Like my subjects I became a believer as an adult, and from the moment my spiritual journey began I have been intrigued with other lives as parables—which is another way of saying I’m drawn to how biography and history connect.
Because everyone—people of deep faith and people of no faith—should reasonably ask, “Does becoming a follower of Jesus have any discernible impact on our world?,” I’ve invited eight believers from the past to brief us on this very question, which I encounter all the time from the students I teach to the writers I read and the pundits I encounter in the media. In all these places and all too often I come across the view that our beliefs about human rights and human dignity, about social justice and freedom somehow just happened. Those who think that way appear unaware of how their own worldviews are profoundly connected to historical individuals whose Christian convictions followed up belief with action and in doing so revolutionized opinions in the past.

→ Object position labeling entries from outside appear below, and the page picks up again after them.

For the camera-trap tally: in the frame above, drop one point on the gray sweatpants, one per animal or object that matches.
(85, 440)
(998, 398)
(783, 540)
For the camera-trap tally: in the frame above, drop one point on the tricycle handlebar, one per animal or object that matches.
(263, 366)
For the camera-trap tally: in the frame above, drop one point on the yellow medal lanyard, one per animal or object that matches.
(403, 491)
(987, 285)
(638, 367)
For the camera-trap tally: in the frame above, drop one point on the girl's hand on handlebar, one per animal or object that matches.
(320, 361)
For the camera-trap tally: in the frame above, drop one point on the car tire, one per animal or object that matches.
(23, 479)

My hope in taking on this matter was that a critical historian’s rather than a philosopher’s or theologian’s understanding might help readers understand whether Christian belief has had an impact more good than evil, because that issue too is much talked about today. Thinking in terms of the cast of characters readers will encounter in Mere Believers, here are some questions: Did their Christianity change their country? Did reorienting their hearts and minds result in any measureable consequences for their culture? Was the world better or worse because of them?

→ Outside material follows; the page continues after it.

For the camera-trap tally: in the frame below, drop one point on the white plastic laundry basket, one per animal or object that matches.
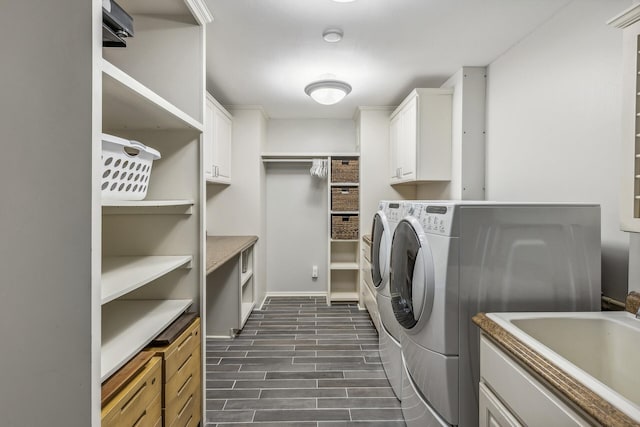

In previous scholarly research and publications for a popular audience I had come across each of these characters and in almost every instance felt dissatisfied. Most of the Christian work on them lacks critical analysis of the evidence. Where it existed I remained underwhelmed by much of the scholarly work on my subjects, for too often they were made to serve another agenda. In response, my approach was to make them neither better nor worse than the story told by the surviving documents. Throughout the research for Mere Believers I have used the same scholarly approach I did in my academic work—reading original sources and the best and most recent scholarship on the subjects.
A teacher of Jewish law heard Jesus give a particularly profound answer in a debate, and so asked him, “Of all the commandments, which is the most important? ‘The most important one,’ answered Jesus, ‘is this: ‘Hear, O Israel, the Lord our God, the Lord is one. Love the Lord your God with all your heart and with all your soul and with all your mind and with all your strength.’ The second is this: ‘Love your neighbor as yourself. There is no commandment greater than these’” Mere Believers demonstrates how faithful lives—lives evidencing hearts and minds at work—offer poignant models for spiritual formation. Mere Believers is also an attempt on my part to love my neighbor as myself.